A UGT quer entretanto avanços do governo quanto ao pagamento do trabalho suplementar, onde afirma não ter ainda ter tido resposta. Nesta matéria - onde há já projetos de lei para repor as compensações previstas antes do período da troika aprovados na generalidade no parlamento - a UGT avança com a ideia de uma "condição de recurso" que fixe um número de horas extra a partir do qual haverá pagamento. "Vamos ver se o governo acolhe ou não acolhe", referiu Sérgio Monte.
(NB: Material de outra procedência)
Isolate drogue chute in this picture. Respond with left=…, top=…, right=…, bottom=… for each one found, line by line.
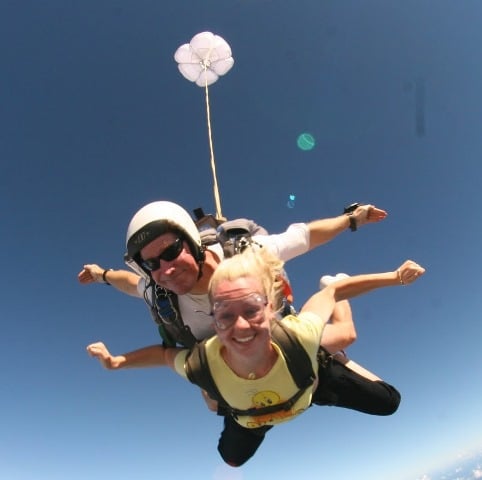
left=174, top=32, right=234, bottom=221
Em resposta à questão sobre se o governo remeterá para trabalhos parlamentares mudanças às regras do trabalho suplementar - à semelhança, do que fará com o teletrabalho, onde Bloco de Esquerda e PS já alinharam propostas - a ministra Ana Mendes Godinho assegurou que o assunto levantado pela UGT será, pelo menos, discutido na reunião de Conselho de Ministros amanhã, não afastando desde já a recuperação de valores para os trabalhadores.
"Transmitiremos em Conselho de Ministros todas as matérias que foram suscitadas pelos parceiros sociais", incluindo a proposta da UGT, referiu a ministra do Trabalho, assumindo também o lugar das negociações parlamentares em curso sobre a matéria.
"Naturalmente, em sede parlamentar estas matérias são passíveis de serem discutidas. Nomeadamente, todas aquelas que consideramos que estão alinhadas com os nossos objetivos macro da Agenda do Trabalho Digno e da Valorização dos Jovens no Mercado de Trabalho. Concretamente, todas aquelas que têm que ver com a conciliação da vida pessoal, profissional e familiar", afirmou, juntando que "tudo o que sejam formas de induzir a que os trabalhadores tenham tempo de descanso necessário à conciliação da vida pessoal" são prioritárias na agenda.
"Estamos sempre disponíveis para evoluir naquelas que são as matérias que têm que ver com os princípios que assumimos como críticos e prioritários na Agenda do Trabalho Digno", assegurou.
Entre várias matérias, o documento do governo propõe introduzir limitações à contratação temporária; reforçar de forma permanente os poderes da Autoridade para Condições do Trabalho reverter despedimentos ilegais; determinar as situações em que poderão ser reconhecidas relações de trabalho dependente entre plataformas digitais e estafetas; ou ainda impedir temporariamente o recurso a outsurcing após despedimentos. São ao todo, agora, 70 propostas, sobre as quais o governo diz ter havido acordo quanto a "princípios", mas não quanto medidas concretas.